In the first 24 - 72 hours of baby's life, your breasts are releasing a very special, high- caloric content milk known as colostrum. Not only is this food the perfect medicine for your baby, it is also helping your breasts do some investigative work. You see, the more baby can feed in this window, the more receptor sites will form around your nipple. That's right. The more voracious baby is on arrival, the more storage sites for milk your breasts will form. Nature is very intelligent. It knows how to make enough to sustain while not having surplus and wasting resources. And colostrum takes some serious mouth muscles from baby to get adequately fed. This sucking/ site forming window is only open in the first few days of babies life, and will remain that way until you deliver another baby. And so it goes with every woman who has ever birthed a child from the beginning of time, and so it goes forever.
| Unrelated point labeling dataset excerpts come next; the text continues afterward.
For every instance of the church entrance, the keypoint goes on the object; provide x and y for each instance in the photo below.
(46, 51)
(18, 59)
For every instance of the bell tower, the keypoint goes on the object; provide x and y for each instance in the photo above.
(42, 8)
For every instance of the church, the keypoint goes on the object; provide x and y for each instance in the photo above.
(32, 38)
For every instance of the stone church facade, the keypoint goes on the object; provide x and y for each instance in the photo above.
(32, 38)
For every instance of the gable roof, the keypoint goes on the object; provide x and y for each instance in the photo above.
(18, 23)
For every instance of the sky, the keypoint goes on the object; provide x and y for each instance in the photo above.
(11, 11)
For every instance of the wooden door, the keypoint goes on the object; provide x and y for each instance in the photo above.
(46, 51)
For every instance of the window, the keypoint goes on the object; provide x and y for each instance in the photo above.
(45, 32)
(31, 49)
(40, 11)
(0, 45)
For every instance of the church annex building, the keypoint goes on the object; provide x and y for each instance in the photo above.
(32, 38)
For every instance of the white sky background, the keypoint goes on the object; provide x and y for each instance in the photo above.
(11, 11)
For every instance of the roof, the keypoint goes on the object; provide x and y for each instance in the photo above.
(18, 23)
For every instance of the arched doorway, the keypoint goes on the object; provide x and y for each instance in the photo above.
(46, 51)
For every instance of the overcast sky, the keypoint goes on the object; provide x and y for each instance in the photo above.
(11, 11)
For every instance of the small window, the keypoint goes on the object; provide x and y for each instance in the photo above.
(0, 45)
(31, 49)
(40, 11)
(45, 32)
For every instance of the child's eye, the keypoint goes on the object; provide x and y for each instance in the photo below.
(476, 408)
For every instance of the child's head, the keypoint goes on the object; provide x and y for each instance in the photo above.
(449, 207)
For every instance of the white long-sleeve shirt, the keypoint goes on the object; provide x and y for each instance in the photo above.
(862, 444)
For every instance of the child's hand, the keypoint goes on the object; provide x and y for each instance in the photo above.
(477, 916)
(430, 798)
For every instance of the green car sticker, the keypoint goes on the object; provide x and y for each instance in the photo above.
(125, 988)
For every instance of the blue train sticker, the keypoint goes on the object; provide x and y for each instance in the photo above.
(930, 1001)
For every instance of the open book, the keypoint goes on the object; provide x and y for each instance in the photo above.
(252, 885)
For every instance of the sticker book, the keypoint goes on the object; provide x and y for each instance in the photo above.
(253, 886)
The reason why it's important to know this is because there are certain instances where a mother and baby may not get the most successful start to their breastfeeding relationship due to various reasons. Mother and baby could be separated for medical reasons, or baby could arrive sleepy from an extra long or heavily medicated birth. In these cases, hand expressing as often as possible can give your receptor sites the cues they need to grow adequately in size. Having baby as near to the nipple as possible, even asleep on the nipple, is enough to do the trick, but having a successful latch and vigorous suck from baby should be the ultimate goal, especially in the second dark period of baby's life (if baby is born at night, this would mean the following night).
Always check with your doula, nurse or lactation consultant to make sure you and baby are getting a good position and deep latch. Listen for little puffs of air to know baby is swallowing. Take a deep breath and give yourself time to really appreciate the marvel of nature. This relationship between breast and baby, mother and child, milk and newborn mouth takes time and patient persistence, but the rewards are innumerable. Breastmilk is the best milk. I wish you many blessings on the journey!